Enviros vs. Enviros on Wind Power

The New York Times carried an interesting article on June 5 about environmentalists squaring off with other environmentalists over wind farms designed to harness the wind to produce energy.

Wind farms never made much sense when you have such other viable low-footprint options such as nuclear power, but the federal government offers tax breaks to wind farms and hence people are beginning to build more of them — and some environmentalists are beginning to apply the same obstructionist tactics that they would normally apply to more traditional power generating projects.

It was objections from environmentalists such as Robert F. Kennedy Jr., for example, that were responsible for bringing to a halt — at least temporarily — construction of the first off-shore wind farm in the United States. The wind farm was to have been placed of Cape Codd in Nantucket Sound, but the power generating facility is just too ugly to be tolerated.

As businessman Wayne Kurker told the New York Times on why he opposed the wind farm,

I didn’t like the idea that what we consider our Grand Canyon was all of a sudden going to be industrialized.

I.e., generate low-polluting electricity, just do it in someone else’s backyard.

Charles Komanoff, who the Times describes as a “longtime economic consultant to environmental groups” told the Times that such motives are just selfish,

They want to have it all and they won’t brook any trade-off, especially a trade-off that sacrifices their own comfort.

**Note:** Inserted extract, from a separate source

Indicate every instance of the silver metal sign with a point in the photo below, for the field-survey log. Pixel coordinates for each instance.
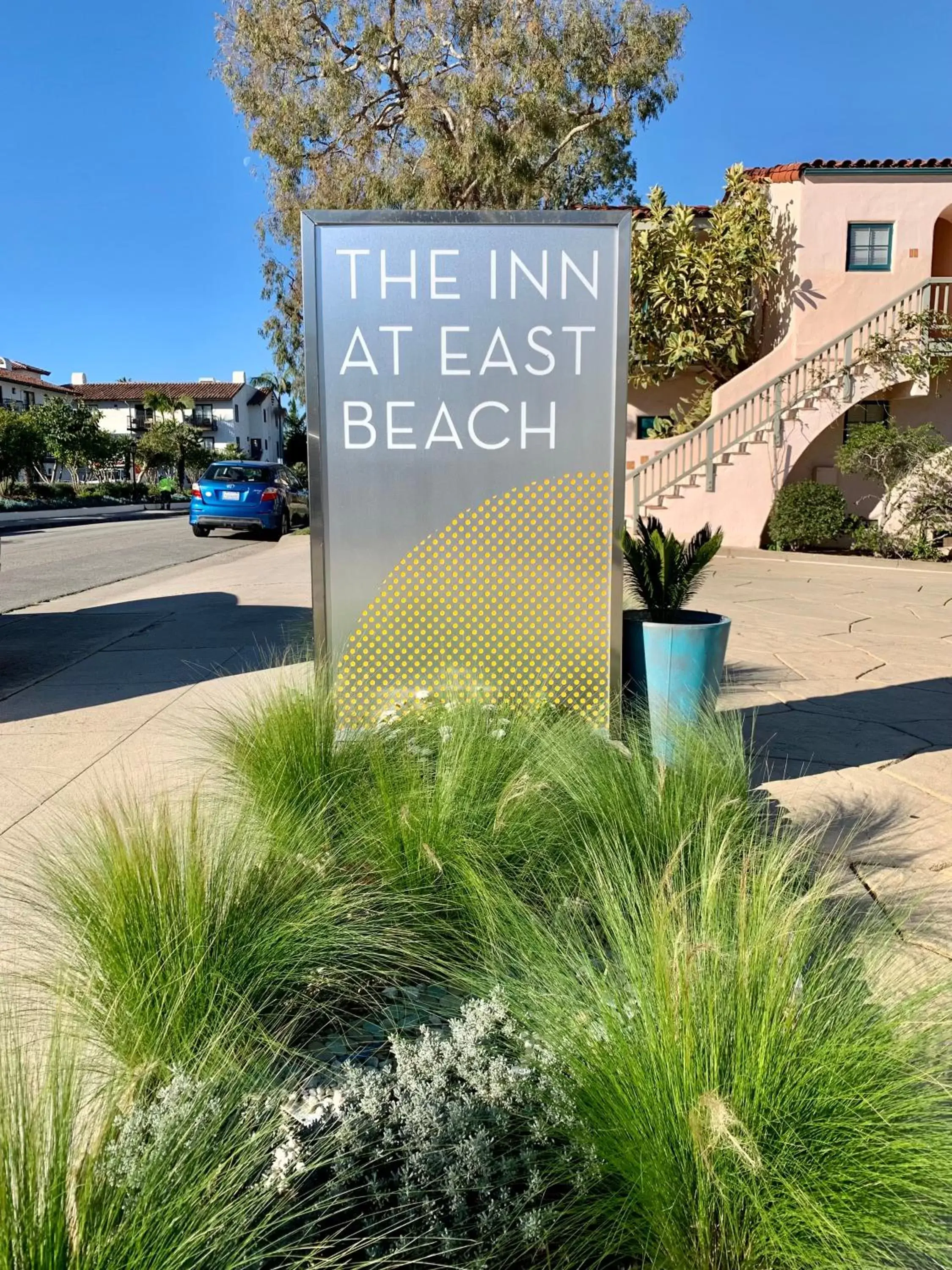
(466, 403)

The American Wind Energy Association tells the Times that although wind power generates less than 1 percent of the electricity produced in the United States, by 2020 they predict that will be up to 6 percent. I suspect that prediction’s just a lot of hot air.

Source:

Windmills sow dissent for environmentalists. Katharine Q. Seelye, The New York Times, June 5, 2003.

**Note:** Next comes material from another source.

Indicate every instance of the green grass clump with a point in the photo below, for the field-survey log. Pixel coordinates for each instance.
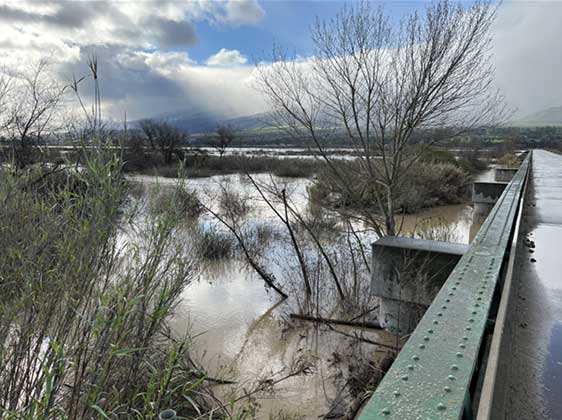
(84, 310)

Brazilian President Offers Hunger Fund Proposal

At the recent G8 summit in France, Brazilian president Luiz Inacio Lula de Silva offered an intriguing proposal — institute a global tax on arms sales and use the money for a hunger fund to alleviate hunger.

Lula told the G8,

My proposal is the creation of a global fund capable of feeding those who are hungry and at the same time creating the conditions to eradicate the structural causes of hunger.

Like I said, an intriguing proposal but not likely a realistic one. The obvious response to the existence of such a fund would be for developed countries to reduce their aid to forestall hunger on the grounds that now there is this new fund to take up the slack.

It is also difficult to understand how Lula thinks the mere presence of such a fund would be able to solve the structural causes of hunger. Has he taken the time to add up all of the money spent over the last 50 years on this problem and just how ineffective such efforts have been? If simply throwing money at developing nations worked, hunger would have been eradicated decades ago.

Source:

Lula proposes hunger fund. The BBC, June 2, 2003.